Jorge Galindo, politologue du think tank Politikon, confirme qu’en Espagne les immigrés ne sont pas devenus les boucs émissaires de la crise. « Un discours xénophobe passerait très mal, alors pourquoi les partis prendraient-ils ce risque ? », demande-t-il. « L’Espagne ne se pose pas trop de questions sur son modèle de société, renchérit Ignacio Cembrero. Cette absence de débat sur l’immigration a permis d’improviser des solutions pratiques aux problèmes que posaient les étrangers, sans alimenter la discussion au niveau national. »

Pour exprimer leur ras-le-bol au sujet de la crise, les Espagnols ne se sont pas tournés vers les partis d’extrême droite : ils ont préféré porter les deux nouveaux venus de la scène politique, la formation anti-austérité Podemos et, dans une moindre mesure, les centristes de Ciudadanos. « Comme partout en Europe, la crise économique a eu des conséquences sur le système politique, mais, en Espagne, la colère ne s’est pas exprimée de la même manière qu’ailleurs, explique Jorge Galindo. Pablo Iglesias, le leader de Podemos, a souvent dit qu’il avait évité la montée de l’extrême droite. C’est vrai dans la mesure où il a su répondre au mécontentement et à l’envie de changer le système. »
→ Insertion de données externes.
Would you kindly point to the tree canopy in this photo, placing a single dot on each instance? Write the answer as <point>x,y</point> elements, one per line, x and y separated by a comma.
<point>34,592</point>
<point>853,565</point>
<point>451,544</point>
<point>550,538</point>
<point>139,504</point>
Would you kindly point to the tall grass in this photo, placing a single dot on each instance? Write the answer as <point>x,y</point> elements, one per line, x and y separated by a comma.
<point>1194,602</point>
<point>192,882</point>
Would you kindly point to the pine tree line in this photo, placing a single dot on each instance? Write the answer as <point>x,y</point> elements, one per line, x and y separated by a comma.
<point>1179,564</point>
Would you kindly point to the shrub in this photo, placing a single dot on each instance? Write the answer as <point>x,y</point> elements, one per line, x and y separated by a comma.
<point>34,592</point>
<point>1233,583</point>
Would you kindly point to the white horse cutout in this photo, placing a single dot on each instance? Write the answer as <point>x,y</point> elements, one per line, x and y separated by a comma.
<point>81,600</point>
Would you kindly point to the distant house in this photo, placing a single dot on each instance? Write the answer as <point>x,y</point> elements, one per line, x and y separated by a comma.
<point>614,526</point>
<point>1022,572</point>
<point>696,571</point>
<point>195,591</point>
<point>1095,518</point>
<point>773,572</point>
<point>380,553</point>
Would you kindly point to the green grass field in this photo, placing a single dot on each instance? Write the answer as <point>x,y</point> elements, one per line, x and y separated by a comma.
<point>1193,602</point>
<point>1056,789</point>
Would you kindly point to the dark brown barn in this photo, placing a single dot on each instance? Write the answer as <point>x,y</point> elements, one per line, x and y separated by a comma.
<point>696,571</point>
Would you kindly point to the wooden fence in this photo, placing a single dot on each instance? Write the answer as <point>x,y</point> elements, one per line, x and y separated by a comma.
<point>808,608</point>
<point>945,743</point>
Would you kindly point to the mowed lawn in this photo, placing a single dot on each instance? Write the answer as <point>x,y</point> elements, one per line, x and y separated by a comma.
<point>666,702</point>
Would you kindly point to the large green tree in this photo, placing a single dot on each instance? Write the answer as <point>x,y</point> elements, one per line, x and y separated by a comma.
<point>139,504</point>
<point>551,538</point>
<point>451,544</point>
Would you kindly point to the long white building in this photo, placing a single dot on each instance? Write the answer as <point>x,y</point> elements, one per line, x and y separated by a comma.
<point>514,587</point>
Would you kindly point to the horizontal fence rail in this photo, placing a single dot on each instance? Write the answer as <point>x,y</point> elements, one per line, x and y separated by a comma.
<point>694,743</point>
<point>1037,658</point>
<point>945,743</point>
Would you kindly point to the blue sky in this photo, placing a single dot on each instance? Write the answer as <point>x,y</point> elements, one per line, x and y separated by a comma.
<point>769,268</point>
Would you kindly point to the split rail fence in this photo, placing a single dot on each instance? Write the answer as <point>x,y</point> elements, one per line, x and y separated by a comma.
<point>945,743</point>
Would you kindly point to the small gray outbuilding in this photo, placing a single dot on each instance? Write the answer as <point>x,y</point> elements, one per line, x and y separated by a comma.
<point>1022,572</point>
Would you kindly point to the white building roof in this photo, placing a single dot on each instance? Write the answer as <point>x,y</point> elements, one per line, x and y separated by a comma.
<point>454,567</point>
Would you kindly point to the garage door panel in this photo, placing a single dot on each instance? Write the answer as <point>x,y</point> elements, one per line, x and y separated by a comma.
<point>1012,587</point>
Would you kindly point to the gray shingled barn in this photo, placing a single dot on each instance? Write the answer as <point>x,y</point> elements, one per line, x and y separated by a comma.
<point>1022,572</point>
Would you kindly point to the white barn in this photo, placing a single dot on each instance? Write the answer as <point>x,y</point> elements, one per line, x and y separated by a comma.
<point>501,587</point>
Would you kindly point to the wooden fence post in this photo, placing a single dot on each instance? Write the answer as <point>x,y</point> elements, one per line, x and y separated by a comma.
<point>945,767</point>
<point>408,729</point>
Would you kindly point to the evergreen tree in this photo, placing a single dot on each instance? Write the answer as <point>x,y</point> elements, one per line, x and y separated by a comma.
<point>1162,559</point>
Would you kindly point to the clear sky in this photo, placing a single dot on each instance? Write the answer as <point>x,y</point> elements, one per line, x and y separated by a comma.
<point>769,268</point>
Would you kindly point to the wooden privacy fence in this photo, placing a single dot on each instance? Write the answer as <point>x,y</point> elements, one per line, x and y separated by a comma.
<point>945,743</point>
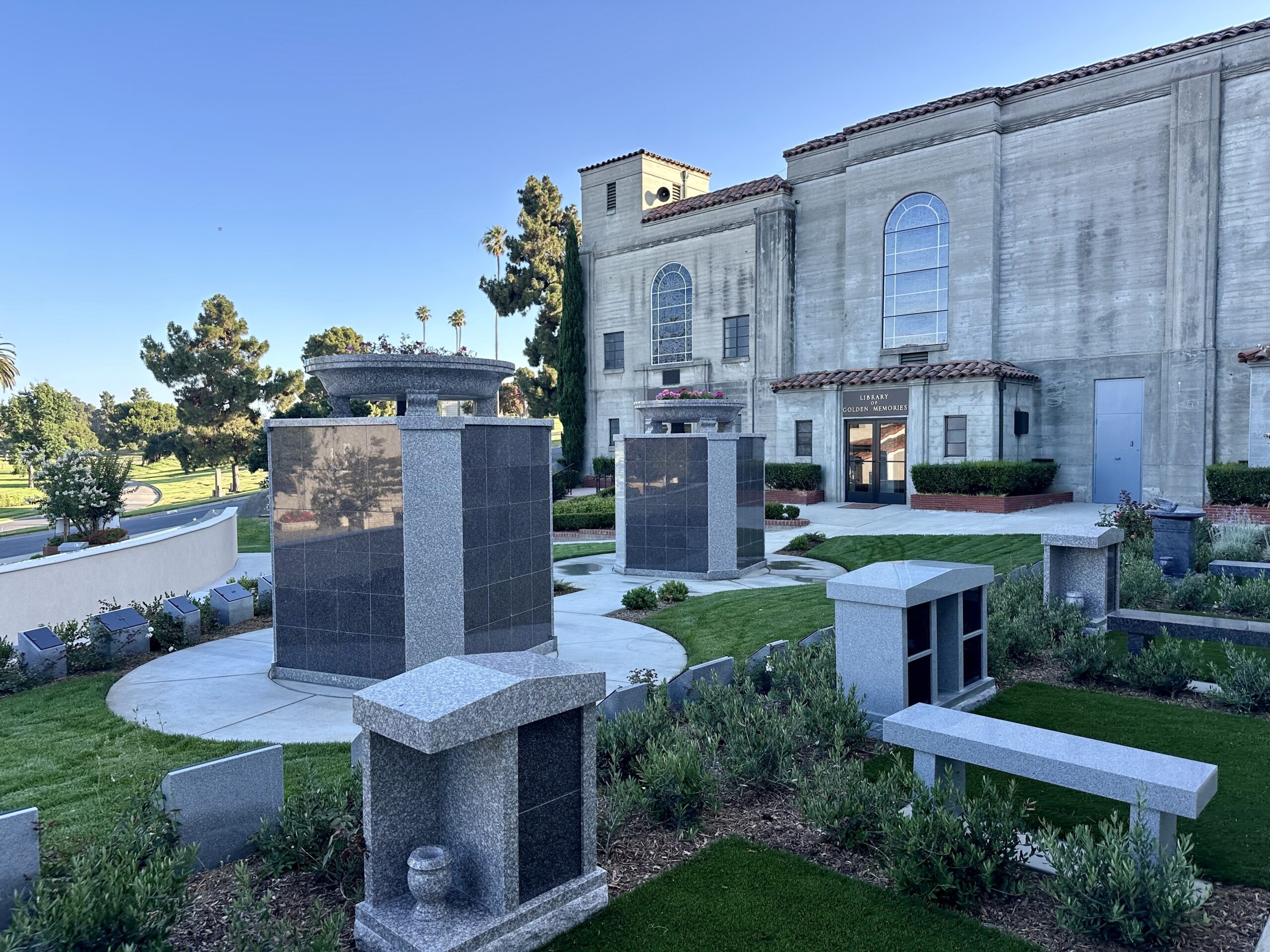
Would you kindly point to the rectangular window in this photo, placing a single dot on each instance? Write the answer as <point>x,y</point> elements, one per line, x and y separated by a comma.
<point>736,337</point>
<point>954,436</point>
<point>615,351</point>
<point>802,438</point>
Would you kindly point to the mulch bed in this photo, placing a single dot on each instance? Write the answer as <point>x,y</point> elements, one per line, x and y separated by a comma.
<point>1236,913</point>
<point>202,926</point>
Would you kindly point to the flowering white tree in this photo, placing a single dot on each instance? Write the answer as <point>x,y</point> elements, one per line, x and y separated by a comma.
<point>83,488</point>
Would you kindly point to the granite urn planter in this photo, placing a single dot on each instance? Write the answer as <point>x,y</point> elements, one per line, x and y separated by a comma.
<point>407,379</point>
<point>705,416</point>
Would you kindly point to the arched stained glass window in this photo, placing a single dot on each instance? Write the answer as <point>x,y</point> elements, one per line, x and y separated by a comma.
<point>672,315</point>
<point>915,305</point>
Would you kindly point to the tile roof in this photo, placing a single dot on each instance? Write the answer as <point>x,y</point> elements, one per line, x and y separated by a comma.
<point>1001,93</point>
<point>709,200</point>
<point>949,370</point>
<point>651,155</point>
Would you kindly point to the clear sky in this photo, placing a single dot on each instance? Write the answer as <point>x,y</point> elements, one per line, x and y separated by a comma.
<point>337,163</point>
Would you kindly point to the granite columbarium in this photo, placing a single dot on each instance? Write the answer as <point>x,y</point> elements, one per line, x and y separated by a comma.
<point>479,804</point>
<point>400,540</point>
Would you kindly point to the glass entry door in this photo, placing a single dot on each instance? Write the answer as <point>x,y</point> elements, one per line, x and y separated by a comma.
<point>877,461</point>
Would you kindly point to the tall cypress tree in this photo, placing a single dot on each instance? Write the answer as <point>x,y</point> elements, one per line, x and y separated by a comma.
<point>573,356</point>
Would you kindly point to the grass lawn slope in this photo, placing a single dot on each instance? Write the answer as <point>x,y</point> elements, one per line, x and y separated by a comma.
<point>63,751</point>
<point>738,896</point>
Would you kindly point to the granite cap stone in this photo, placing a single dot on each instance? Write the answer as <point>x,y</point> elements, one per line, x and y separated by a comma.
<point>907,583</point>
<point>455,701</point>
<point>1075,536</point>
<point>1169,783</point>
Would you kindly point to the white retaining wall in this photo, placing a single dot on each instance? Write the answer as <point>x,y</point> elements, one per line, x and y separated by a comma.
<point>71,586</point>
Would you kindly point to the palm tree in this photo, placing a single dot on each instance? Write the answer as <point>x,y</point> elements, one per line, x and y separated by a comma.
<point>8,366</point>
<point>496,243</point>
<point>457,320</point>
<point>425,315</point>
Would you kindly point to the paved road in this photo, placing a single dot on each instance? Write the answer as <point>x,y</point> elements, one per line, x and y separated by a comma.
<point>136,525</point>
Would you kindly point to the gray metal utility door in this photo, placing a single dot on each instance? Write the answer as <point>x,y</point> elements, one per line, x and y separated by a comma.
<point>1117,440</point>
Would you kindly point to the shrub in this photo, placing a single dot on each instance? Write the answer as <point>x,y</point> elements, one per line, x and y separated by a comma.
<point>1130,516</point>
<point>1239,484</point>
<point>1110,885</point>
<point>632,734</point>
<point>1023,626</point>
<point>1193,592</point>
<point>1085,658</point>
<point>672,591</point>
<point>806,542</point>
<point>1245,686</point>
<point>596,512</point>
<point>319,831</point>
<point>1250,597</point>
<point>125,892</point>
<point>253,926</point>
<point>1142,583</point>
<point>639,599</point>
<point>679,790</point>
<point>838,800</point>
<point>987,477</point>
<point>1165,667</point>
<point>956,848</point>
<point>793,476</point>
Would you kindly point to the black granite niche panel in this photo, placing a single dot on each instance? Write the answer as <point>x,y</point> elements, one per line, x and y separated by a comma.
<point>667,503</point>
<point>750,502</point>
<point>549,801</point>
<point>507,537</point>
<point>338,568</point>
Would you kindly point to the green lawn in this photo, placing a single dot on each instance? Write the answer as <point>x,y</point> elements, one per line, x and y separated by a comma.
<point>741,622</point>
<point>254,534</point>
<point>63,751</point>
<point>178,488</point>
<point>1004,552</point>
<point>740,896</point>
<point>1232,835</point>
<point>573,550</point>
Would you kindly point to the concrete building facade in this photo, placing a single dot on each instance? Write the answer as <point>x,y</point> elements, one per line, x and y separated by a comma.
<point>1061,270</point>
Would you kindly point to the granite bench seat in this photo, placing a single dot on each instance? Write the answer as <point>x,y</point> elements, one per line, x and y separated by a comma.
<point>944,742</point>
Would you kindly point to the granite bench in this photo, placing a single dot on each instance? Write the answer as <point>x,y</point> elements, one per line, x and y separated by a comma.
<point>944,742</point>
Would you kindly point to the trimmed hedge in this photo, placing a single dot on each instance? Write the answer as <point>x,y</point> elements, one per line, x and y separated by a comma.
<point>584,513</point>
<point>793,475</point>
<point>1239,484</point>
<point>987,477</point>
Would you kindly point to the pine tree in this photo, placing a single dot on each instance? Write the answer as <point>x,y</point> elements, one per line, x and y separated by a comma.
<point>532,278</point>
<point>216,376</point>
<point>573,356</point>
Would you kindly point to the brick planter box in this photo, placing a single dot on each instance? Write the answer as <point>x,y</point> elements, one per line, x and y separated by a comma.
<point>798,497</point>
<point>1228,513</point>
<point>986,504</point>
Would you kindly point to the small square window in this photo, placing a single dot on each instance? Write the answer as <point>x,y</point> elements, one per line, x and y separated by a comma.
<point>736,337</point>
<point>802,438</point>
<point>615,351</point>
<point>954,436</point>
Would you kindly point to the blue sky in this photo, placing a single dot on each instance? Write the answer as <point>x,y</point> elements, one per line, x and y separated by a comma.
<point>327,163</point>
L’Espagne serait-elle vaccinée à vie contre le populisme et la xénophobie ? Carmen Gonzalez Enriquez est assez optimiste. « Il est toujours risqué de faire des pronostics, mais, à l’horizon de dix ou quinze ans, je ne crois pas que l’on puisse craindre une montée de l’extrême droite. »

Isabelle Piquer, journaliste au Monde.